De overige door de officier verzochte vormen van verplichte zorg worden door de rechtbank niet noodzakelijk geacht, omdat de noodzakelijkheid daarvan niet (afdoende) is gemotiveerd en de behandelaar ter zitting gemotiveerd heeft verklaard dat deze niet nodig zijn om het ernstig nadeel af te wenden.
2.2.3.
Betrokkene geeft tijdens de zitting aan dat zij opgenomen wil blijven omdat zij vreselijke dingen heeft gedaan. De behandelaren van betrokkene geven aan dat zij vaker aangeeft te willen blijven op vrijwillige basis, maar dat zij zich daarna ook weer snel bedenkt omdat haar angst dan de overhand neemt. De bereidheid tot vrijwillig verblijf is naar het oordeel van de rechtbank te ambivalent om op te kunnen vertrouwen. Gelet op het voorgaande is er sprake van verzet tegen de verplichte zorg. Er zijn geen minder bezwarende alternatieven die hetzelfde beoogde effect hebben.
2.2.4.
De voorgestelde verplichte zorg is naar het oordeel van de rechtbank evenredig en naar verwachting effectief.
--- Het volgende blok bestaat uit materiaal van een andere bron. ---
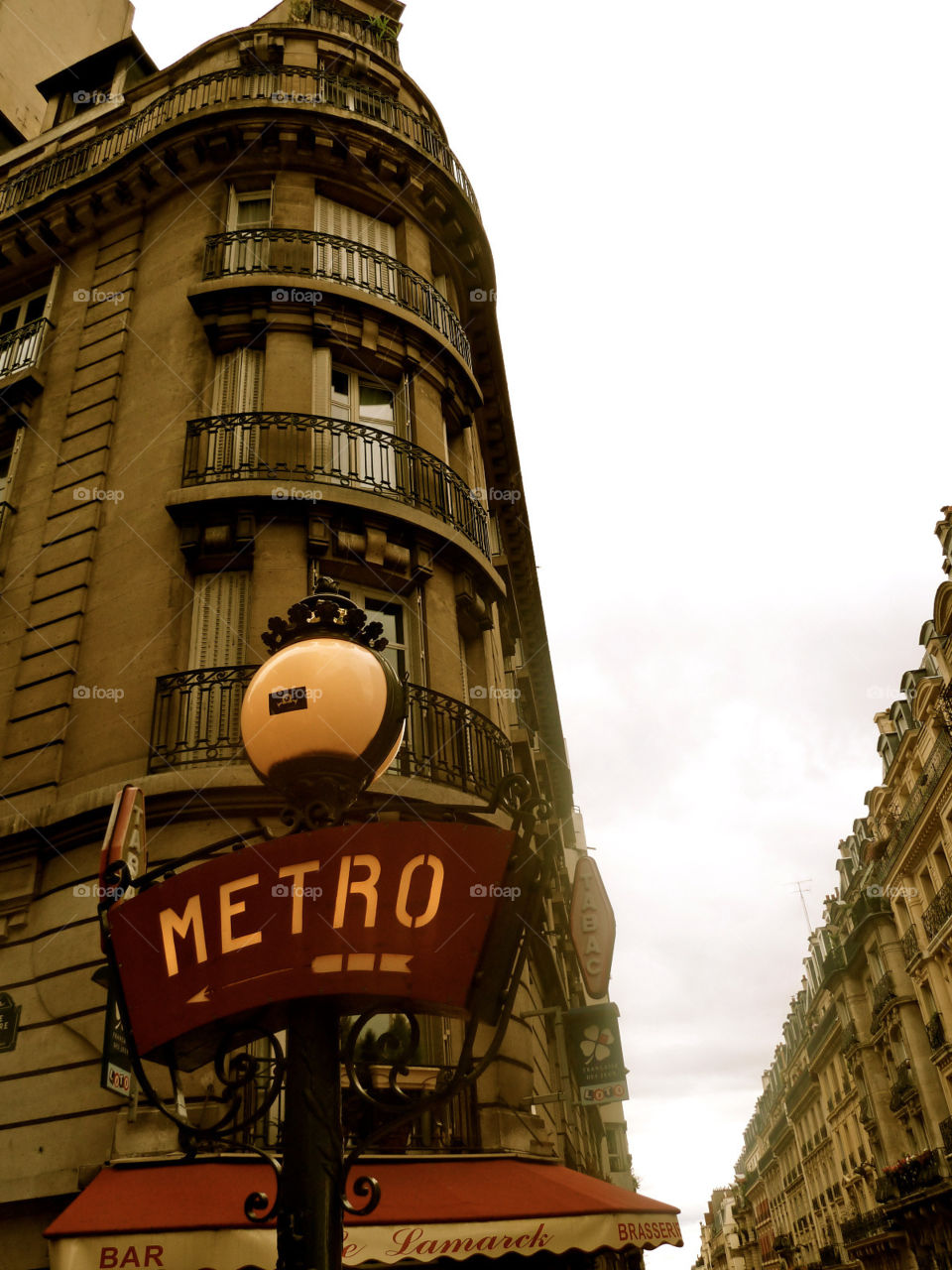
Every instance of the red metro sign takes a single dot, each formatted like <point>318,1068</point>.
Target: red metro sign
<point>592,924</point>
<point>361,913</point>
Uit de stukken blijkt dat rekening is gehouden met de voorwaarden die noodzakelijk zijn om deelname van betrokkene aan het maatschappelijk leven te bevorderen, alsmede met de veiligheid van betrokkene.
2.3.
Gelet op het voorgaande zal een machtiging tot voortzetting van de crisismaatregel worden verleend, welke machtiging een geldigheidsduur heeft van drie weken na heden.

3.Beslissing

De rechtbank:
3.1.
verleent een machtiging tot voortzetting van de crisismaatregel ten aanzien van [naam betrokkene] voornoemd;
3.2.
bepaalt dat bij wijze van verplichte zorg de maatregelen zoals opgenomen in rechtsoverweging 2.2.1. kunnen worden getroffen;
3.3.
bepaalt dat deze machtiging geldt tot en met 13 april 2020.
Deze beschikking is op 23 maart 2020 mondeling gegeven door mr. A.C. Hendriks, rechter, in tegenwoordigheid van C.D. van der Veeke, griffier, en op 24 maart 2020 schriftelijk uitgewerkt en getekend.
Tegen deze beschikking staat het rechtsmiddel van cassatie open.